Warhol is ready to bask in both the glamour of Cannes’s celebrity-drenched beachside backdrop and the prestige of showing his biggest popular cinematic success at the world’s top festival showcase. Unfortunately, the film is ultimately denied an official presentation even within the out-of-competition Critic’s Week. The festival has already courted some controversy for the main-slate exhibition of Joseph Strick’s adaptation of James Joyce’s Ulysses, which features some of the same profane language that has previously gotten the novel banned and prosecuted for obscenity. Rumblings have begun over similar potentially challenging content in Chelsea Girls; in particular, Morrissey notes that whispers are flying that the film features several seconds of unobstructed male nudity. (Several segments do feature male performers, including Emerson, in various states of undress, but there is no genuinely explicit content such as the unsimulated sex shown in Warhol’s Blue Movie, filmed the following year.) Critic’s Choice programmer Louis Marquerelle waffles on this issue for some time, even at one point making a formal announcement that the film will indeed be presented (albeit without an official screening date). Finally, Marquerelle errs on the side of caution, opting not to grant Chelsea Girls an official screening. This is, according to Morrissey, the first time a formally invited film has been denied an official exhibition.
While the film never plays any level of Cannes, Warhol and his entourage still manage to make good use of their European odyssey. The film is screened away from the festival, at several Parisian venues, include the Cinematheque. One of these screenings is attended by avant-garde film star and previous Warhol player Taylor Mead, who has emigrated to Europe three years prior in search of more progressive artistic challenges.

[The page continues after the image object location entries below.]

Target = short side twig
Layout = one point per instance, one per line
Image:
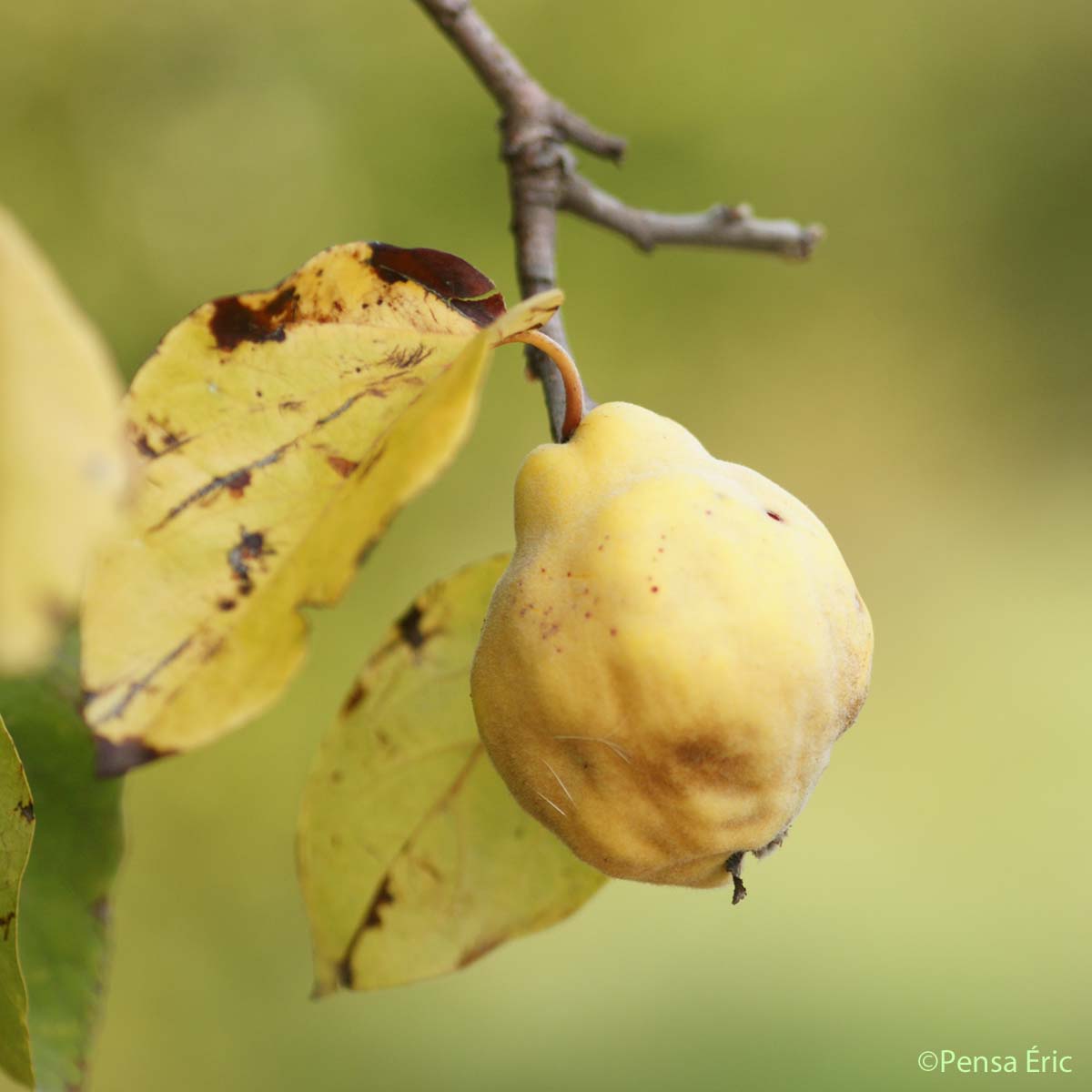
(719, 227)
(543, 179)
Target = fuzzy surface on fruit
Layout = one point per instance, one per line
(671, 654)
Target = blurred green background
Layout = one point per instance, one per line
(924, 385)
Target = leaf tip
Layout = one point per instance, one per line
(115, 758)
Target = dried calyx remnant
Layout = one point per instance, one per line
(543, 179)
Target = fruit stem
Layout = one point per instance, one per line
(567, 367)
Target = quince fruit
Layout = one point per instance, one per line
(671, 654)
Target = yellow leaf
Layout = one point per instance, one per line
(414, 857)
(61, 463)
(279, 431)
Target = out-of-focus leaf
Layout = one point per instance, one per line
(16, 831)
(279, 432)
(64, 905)
(61, 458)
(414, 858)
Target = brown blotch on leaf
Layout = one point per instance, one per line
(236, 484)
(410, 629)
(473, 955)
(140, 441)
(403, 359)
(355, 697)
(469, 290)
(114, 759)
(234, 322)
(343, 467)
(382, 898)
(250, 547)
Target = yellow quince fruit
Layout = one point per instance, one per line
(671, 654)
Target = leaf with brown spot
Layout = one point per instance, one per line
(311, 414)
(414, 858)
(63, 462)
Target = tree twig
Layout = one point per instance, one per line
(543, 179)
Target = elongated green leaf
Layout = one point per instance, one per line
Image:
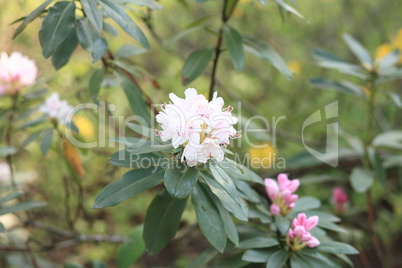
(131, 251)
(234, 43)
(56, 26)
(227, 194)
(132, 160)
(136, 100)
(147, 3)
(306, 203)
(21, 207)
(258, 255)
(92, 13)
(278, 259)
(33, 15)
(360, 52)
(129, 50)
(342, 86)
(65, 50)
(95, 82)
(259, 242)
(263, 50)
(179, 182)
(7, 150)
(132, 183)
(315, 259)
(90, 39)
(31, 138)
(361, 179)
(337, 248)
(46, 141)
(228, 224)
(389, 139)
(10, 197)
(162, 221)
(195, 64)
(124, 21)
(208, 217)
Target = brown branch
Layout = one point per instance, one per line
(225, 19)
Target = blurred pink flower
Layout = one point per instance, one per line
(16, 72)
(299, 236)
(282, 195)
(340, 198)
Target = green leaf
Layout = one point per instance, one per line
(234, 43)
(95, 82)
(33, 15)
(124, 21)
(282, 223)
(258, 255)
(328, 60)
(128, 50)
(259, 242)
(132, 160)
(31, 138)
(162, 221)
(228, 224)
(306, 203)
(195, 64)
(92, 13)
(131, 251)
(7, 150)
(337, 248)
(208, 217)
(314, 259)
(147, 3)
(278, 259)
(360, 52)
(342, 86)
(10, 197)
(56, 27)
(90, 39)
(227, 193)
(263, 50)
(132, 183)
(65, 50)
(136, 101)
(179, 182)
(21, 207)
(389, 139)
(361, 179)
(46, 141)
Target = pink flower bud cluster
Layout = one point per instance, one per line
(340, 199)
(282, 197)
(299, 236)
(202, 127)
(16, 72)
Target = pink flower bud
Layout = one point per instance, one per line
(275, 210)
(272, 189)
(340, 198)
(313, 242)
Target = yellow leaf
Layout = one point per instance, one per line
(263, 157)
(73, 157)
(294, 66)
(85, 127)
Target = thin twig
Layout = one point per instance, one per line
(225, 19)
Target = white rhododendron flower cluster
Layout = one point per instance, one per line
(56, 108)
(203, 127)
(16, 72)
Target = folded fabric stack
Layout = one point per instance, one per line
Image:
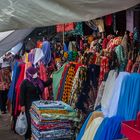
(52, 120)
(72, 55)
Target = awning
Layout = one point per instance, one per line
(19, 14)
(12, 39)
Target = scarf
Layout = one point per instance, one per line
(35, 81)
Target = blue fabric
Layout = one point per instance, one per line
(16, 72)
(47, 52)
(129, 102)
(109, 129)
(81, 133)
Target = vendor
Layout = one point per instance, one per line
(31, 89)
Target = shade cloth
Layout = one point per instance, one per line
(17, 14)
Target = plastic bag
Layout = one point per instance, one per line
(21, 124)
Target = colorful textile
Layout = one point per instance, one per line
(116, 93)
(104, 68)
(49, 122)
(92, 129)
(121, 58)
(79, 78)
(44, 76)
(68, 84)
(108, 92)
(56, 80)
(30, 72)
(5, 79)
(129, 97)
(17, 88)
(99, 95)
(109, 129)
(47, 53)
(16, 72)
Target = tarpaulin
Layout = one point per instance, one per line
(20, 14)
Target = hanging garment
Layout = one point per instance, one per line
(129, 97)
(56, 80)
(93, 72)
(104, 68)
(108, 20)
(47, 53)
(120, 55)
(99, 95)
(113, 105)
(108, 94)
(16, 72)
(129, 66)
(100, 24)
(79, 78)
(38, 55)
(17, 88)
(31, 56)
(39, 44)
(62, 82)
(5, 79)
(82, 130)
(27, 65)
(44, 76)
(68, 84)
(92, 129)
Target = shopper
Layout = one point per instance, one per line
(31, 89)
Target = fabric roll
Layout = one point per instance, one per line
(92, 129)
(116, 94)
(82, 130)
(47, 53)
(109, 129)
(99, 95)
(108, 94)
(94, 115)
(56, 80)
(129, 97)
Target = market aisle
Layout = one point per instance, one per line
(5, 132)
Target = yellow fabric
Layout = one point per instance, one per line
(27, 65)
(92, 129)
(94, 115)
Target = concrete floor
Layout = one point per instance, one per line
(5, 132)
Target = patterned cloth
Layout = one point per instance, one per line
(5, 79)
(50, 122)
(104, 68)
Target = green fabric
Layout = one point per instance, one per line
(56, 80)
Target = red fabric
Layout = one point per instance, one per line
(108, 20)
(17, 88)
(44, 76)
(104, 44)
(61, 81)
(104, 68)
(65, 27)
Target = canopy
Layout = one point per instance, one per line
(10, 39)
(17, 14)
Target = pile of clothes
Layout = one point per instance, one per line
(52, 120)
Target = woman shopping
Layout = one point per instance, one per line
(31, 90)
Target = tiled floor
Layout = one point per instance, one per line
(5, 132)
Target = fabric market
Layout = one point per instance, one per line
(71, 79)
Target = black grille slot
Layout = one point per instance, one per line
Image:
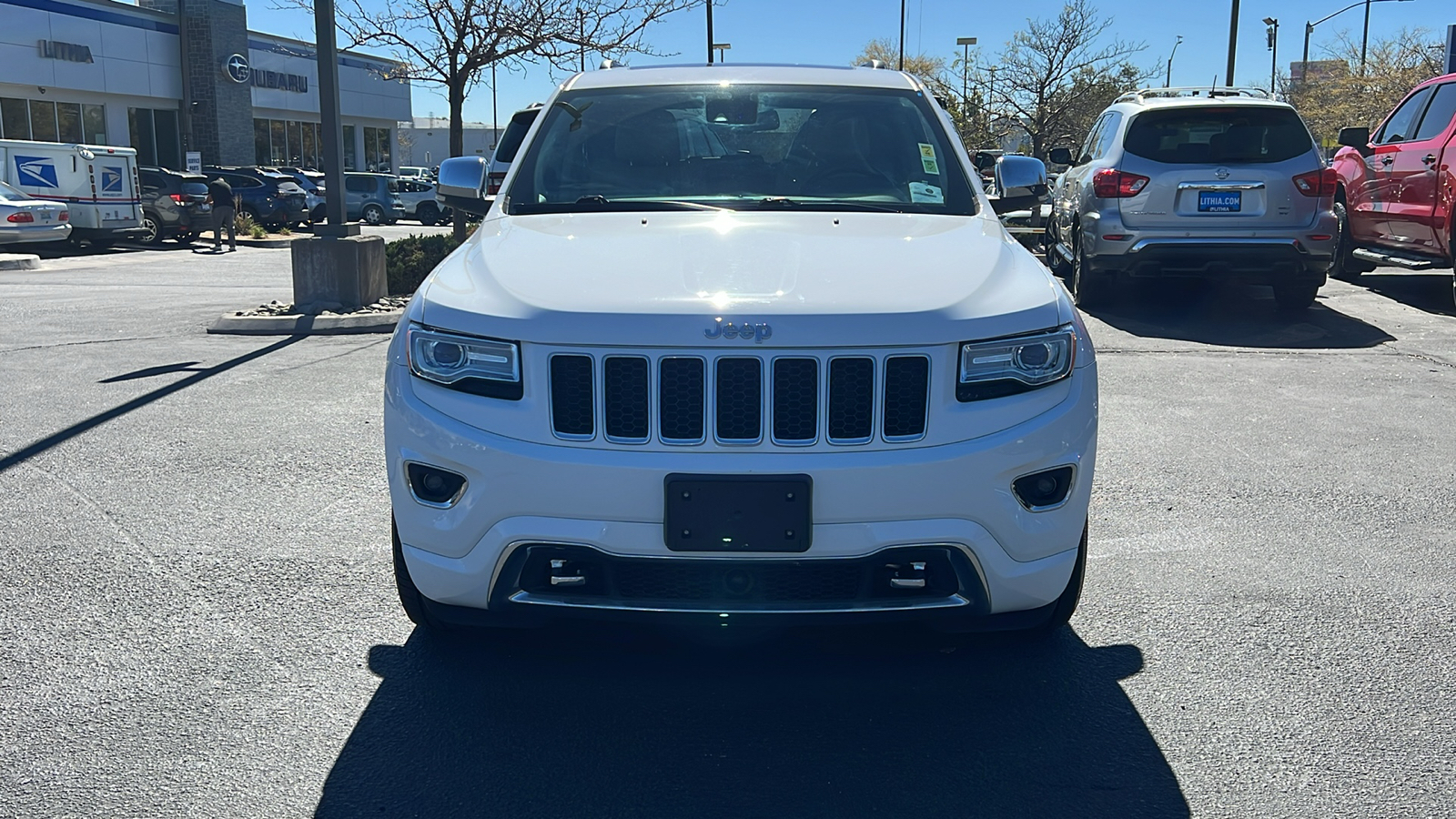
(851, 399)
(625, 394)
(740, 399)
(907, 383)
(681, 392)
(571, 399)
(795, 399)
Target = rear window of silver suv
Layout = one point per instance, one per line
(1206, 135)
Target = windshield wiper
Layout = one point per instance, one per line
(768, 203)
(644, 205)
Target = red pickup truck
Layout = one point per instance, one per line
(1397, 191)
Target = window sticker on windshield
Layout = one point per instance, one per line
(926, 194)
(928, 159)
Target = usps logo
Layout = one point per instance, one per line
(35, 171)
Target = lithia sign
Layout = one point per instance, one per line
(238, 70)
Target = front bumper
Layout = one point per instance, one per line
(956, 497)
(35, 234)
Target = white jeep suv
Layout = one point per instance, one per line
(739, 343)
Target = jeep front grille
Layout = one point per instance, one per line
(740, 399)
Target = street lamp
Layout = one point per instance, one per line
(1273, 35)
(1169, 79)
(1309, 29)
(966, 43)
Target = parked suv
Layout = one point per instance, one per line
(1219, 184)
(268, 198)
(804, 376)
(1395, 193)
(174, 205)
(373, 198)
(420, 201)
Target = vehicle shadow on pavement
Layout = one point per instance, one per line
(1429, 292)
(1234, 315)
(612, 722)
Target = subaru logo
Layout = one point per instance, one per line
(238, 69)
(756, 331)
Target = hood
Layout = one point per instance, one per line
(677, 278)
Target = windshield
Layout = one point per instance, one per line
(742, 147)
(1198, 136)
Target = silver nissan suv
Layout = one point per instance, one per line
(1220, 184)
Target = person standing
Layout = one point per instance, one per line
(220, 194)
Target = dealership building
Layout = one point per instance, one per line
(175, 76)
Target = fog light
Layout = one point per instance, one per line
(1043, 490)
(433, 486)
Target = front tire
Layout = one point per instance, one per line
(1346, 267)
(153, 230)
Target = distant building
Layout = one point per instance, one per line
(426, 140)
(1318, 70)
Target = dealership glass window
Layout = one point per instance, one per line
(69, 121)
(43, 121)
(262, 153)
(349, 157)
(309, 140)
(94, 124)
(376, 149)
(15, 120)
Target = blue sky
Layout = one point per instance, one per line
(834, 31)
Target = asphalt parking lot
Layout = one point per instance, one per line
(198, 615)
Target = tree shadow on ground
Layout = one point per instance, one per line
(615, 722)
(1232, 315)
(1431, 292)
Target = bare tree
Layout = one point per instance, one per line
(453, 43)
(1339, 96)
(1055, 70)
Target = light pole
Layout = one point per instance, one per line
(902, 35)
(1309, 29)
(1273, 35)
(1169, 79)
(966, 43)
(1234, 38)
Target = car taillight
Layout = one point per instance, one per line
(1318, 182)
(1108, 184)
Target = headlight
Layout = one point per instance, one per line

His experience of The Chelsea Girls, and the puritanical outrage he witnesses the film provoke in its French audience, convinces Mead that it is time to return to America, which he feels, based on the evidence of this film, has reclaimed its position as producers of the true cinematic future. Mead goes on to star in several Warhol films following his return, including The Nude Restaurant and Lonesome Cowboys, the latter of which co-stars Emerson.
From France, Warhol’s crew moves on to Rome and later London. Warhol cites as the trip’s most memorable moment an encounter in the latter city with Paul McCartney, La Rod leaping into the music legend’s lap “the second he met him.” London is also where another Chelsea Girls screening takes place, this one at the home of Robert Fraser, a British art dealer who has represented Warhol’s work in Europe. After their travels, Emerson remains on at Fraser’s home for a time, and Croland and International Velvet return to Paris, while Warhol and the remainder of his coterie head back to New York.